In the latest and possibly unlikeliest entry in the ongoing lineup of film-to-stage transfers, “Theater of Blood,” Jim Broadbent plays a man possessed. And who can blame him? As Edward Lionheart, a failed Shakespearean actor whose method of revenge on his detractors makes Richard III seem a pussycat, Broadbent gives full, gleeful rein to an activity many in (and out of) the industry have doubtless considered indulging numerous times: murdering theater critics. And messily, too.
No one at Daily Variety feels his wrath, though Lee Simpson and Phelim McDermott’s adaptation of the cult Vincent Price horror film has inordinate fun elsewhere all but naming names.
Will any of this score with those hapless uninitiates not already versed in the intricate byways of the commentator and the artist — not to mention the rivalries between critics? Probably not. But everyone else should have a good, anarchic time, some first-act longueurs notwithstanding, and perhaps emit the odd squeal as well. When it comes to strategies of extinction, Lionheart is a breed apart.
“Theater of Blood” is undeniably lowbrow, so it comes as something of a delicious shock to find it packaged in such ravishing high style by director McDermott, whose Improbable theater troupe has co-produced the show with the National on an elevated budget. If the play does transfer to Broadway, which seems entirely possible given that street’s self-infatuation, it won’t come cheap.
Rae Smith’s funhouse of a set simply won’t quit, its decaying Victorian surrounds alone worth the price of a ticket. With its famously deep stage, the Lyttelton by now has a history of celebrated designs from which their given shows were inseparable: “Theater of Blood” immediately joins the ranks of such visual extravaganzas as “An Inspector Calls” and “Les Parents Terribles” that have a visceral effect, too — and not just because the flying apparatus that sends Lionheart airborne looks a tad lightweight for Broadbent’s frame.
The jolts come mostly via the savagings that beset our poshly spoken scribes, who range from a poodle-carrying critic for the Sunday Times (Bette Bourne, in prim, prime form) to a bibulous Daily Mail scribe (Tim McMullan), who ultimately cracks under the weight of openings: “Five plays a week? I can’t take it anymore.”
And why waste time on ordinary murders when, as Lionheart reasons, you can do them in character? At which point, cue scenes from “Julius Caesar,” “Henry VI, Part I,” “The Merchant of Venice” and “Titus Andronicus,” all of which find Lionheart giving the performances of his life.
The staging, complete with gothic lighting from Colin Grenfell that has its own spidery allure, imaginatively raises speculation about who will go first? last? best?
But as the evening pans out, it’s less the order of the murders that matters than their increasingly inventive nature.

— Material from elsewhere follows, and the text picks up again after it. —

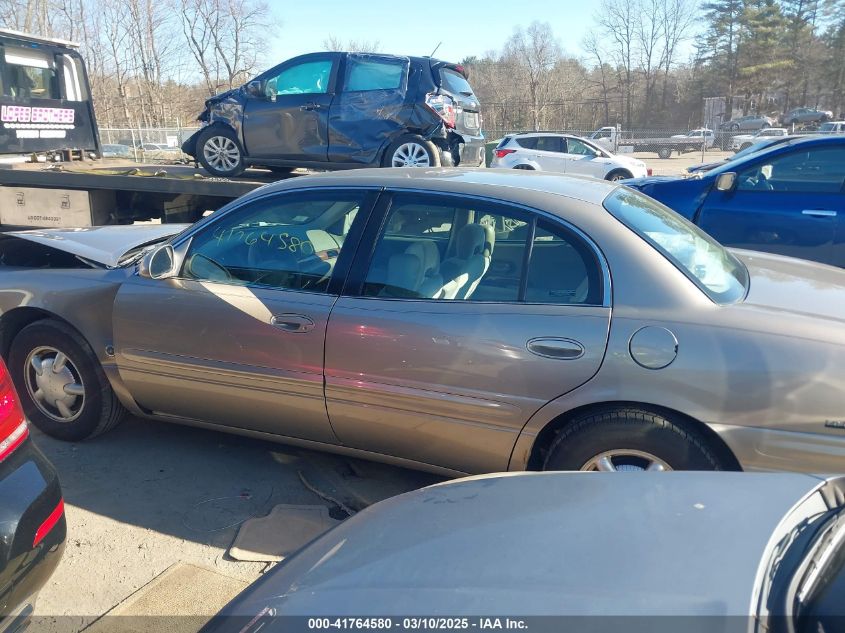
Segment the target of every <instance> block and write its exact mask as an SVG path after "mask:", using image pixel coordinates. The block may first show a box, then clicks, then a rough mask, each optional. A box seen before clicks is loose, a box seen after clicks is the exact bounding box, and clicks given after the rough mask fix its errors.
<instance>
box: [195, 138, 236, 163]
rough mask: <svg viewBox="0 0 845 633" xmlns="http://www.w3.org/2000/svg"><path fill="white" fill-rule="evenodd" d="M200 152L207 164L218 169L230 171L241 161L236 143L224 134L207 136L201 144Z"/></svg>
mask: <svg viewBox="0 0 845 633" xmlns="http://www.w3.org/2000/svg"><path fill="white" fill-rule="evenodd" d="M202 154H203V157H204V158H205V160H206V161H207V162H208V164H209V165H211V166H212V167H214V168H215V169H219V170H220V171H231V170H232V169H235V167H237V166H238V164H239V163H240V162H241V151H240V150H239V149H238V146H237V144H236V143H235V142H234V141H233V140H232V139H230V138H228V137H226V136H212V137H211V138H209V139H208V140H207V141H206V142H205V145H203V148H202Z"/></svg>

Most unforgettable is the sight of Sally Dexter’s vampish Observer critic fried alive, her limbs very much on view even as her blond head turns suddenly into a “Psycho”-worthy skull. Elsewhere, auds will be intrigued to find the very modern purposes to which the Bardic art of drowning can be put.
So far, so fantastical — or maybe not, given that passions in this particular business do run high. Is “Theater of Blood” about anything? In a perhaps overstrenuous attempt to justify its inclusion in a repertoire alongside Lorca, Shakespeare and Strindberg, the play devolves into a metatheatrical meditation on the very nature of the National itself. Time frame is the year of the film (1973) — before the South Bank complex had opened.

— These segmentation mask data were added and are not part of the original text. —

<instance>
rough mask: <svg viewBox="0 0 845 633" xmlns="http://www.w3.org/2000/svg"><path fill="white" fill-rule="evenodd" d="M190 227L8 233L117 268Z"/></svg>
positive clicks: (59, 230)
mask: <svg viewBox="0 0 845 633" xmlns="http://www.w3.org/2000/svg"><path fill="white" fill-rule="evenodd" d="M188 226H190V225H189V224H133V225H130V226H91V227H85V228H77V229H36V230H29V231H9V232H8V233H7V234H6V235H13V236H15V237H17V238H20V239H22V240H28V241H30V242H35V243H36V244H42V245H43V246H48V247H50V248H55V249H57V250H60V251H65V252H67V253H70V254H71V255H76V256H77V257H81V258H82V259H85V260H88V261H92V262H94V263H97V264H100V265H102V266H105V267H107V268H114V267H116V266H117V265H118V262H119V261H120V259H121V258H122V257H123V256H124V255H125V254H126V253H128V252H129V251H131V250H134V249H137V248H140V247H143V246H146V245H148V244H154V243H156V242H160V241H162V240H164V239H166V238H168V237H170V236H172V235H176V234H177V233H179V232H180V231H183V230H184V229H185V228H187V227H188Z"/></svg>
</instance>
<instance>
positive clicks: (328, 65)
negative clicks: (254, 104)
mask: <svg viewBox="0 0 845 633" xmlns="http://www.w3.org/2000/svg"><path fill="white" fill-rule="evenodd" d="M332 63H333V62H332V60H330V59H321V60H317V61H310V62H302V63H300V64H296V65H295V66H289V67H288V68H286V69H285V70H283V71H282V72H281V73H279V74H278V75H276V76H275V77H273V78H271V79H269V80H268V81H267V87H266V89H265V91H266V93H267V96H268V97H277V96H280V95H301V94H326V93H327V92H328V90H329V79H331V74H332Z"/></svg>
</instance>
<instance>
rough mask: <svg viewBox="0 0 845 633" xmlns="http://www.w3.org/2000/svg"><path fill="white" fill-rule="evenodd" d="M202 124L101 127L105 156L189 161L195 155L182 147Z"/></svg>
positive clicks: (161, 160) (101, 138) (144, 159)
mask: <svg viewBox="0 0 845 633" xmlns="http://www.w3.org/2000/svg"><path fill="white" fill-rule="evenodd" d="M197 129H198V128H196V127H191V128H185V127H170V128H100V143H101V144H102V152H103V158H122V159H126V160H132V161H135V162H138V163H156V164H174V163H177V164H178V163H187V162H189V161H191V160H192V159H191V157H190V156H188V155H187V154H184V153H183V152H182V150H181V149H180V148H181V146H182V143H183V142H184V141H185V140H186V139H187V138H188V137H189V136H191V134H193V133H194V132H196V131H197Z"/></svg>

These passages will tickle theater folk while leaving others bemused. They’ll make no sense whatsoever if the play does travel beyond this “great gray Stalin of a gravestone to actors,” as the auditorium in which we are seated is described. On the other hand, in a role played in the film by her mother, Diana Rigg, Rachael Stirling as Miranda Lionheart makes an eloquent case for the difficulties of having so obsessively overripe a dad. How do you keep pace with a parent’s feelings, she wonders aloud, when they’re “so big, whether real or not”?

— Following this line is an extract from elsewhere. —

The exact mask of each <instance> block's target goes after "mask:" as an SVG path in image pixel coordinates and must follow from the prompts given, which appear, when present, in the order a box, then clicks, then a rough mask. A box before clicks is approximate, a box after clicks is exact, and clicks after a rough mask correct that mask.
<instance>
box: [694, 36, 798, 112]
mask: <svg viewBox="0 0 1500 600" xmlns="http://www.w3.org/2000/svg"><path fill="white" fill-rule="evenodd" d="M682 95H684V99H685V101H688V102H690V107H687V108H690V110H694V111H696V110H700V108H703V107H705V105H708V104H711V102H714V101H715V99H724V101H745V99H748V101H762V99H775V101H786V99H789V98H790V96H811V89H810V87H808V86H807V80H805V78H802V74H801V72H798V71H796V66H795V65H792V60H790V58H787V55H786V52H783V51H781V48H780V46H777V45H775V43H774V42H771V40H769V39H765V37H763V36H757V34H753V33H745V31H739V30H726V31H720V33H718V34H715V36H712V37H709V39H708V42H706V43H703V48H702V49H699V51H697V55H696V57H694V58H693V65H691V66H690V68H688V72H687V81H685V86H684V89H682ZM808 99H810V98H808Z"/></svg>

Indeed, there’s nothing small or to scale about a show that finds Broadbent, in his first London play since “The Pillowman,” adopting more disguises and facial tics than there are Shakespeare plays. Yet his perf always works, eliciting sympathy for an artist facing “the persistent denial of my genius,” who’s simply had enough. For all its buckets of gore and deliberate outrageousness, the play is oddly real, too, though to say otherwise might well be to summon an early demise.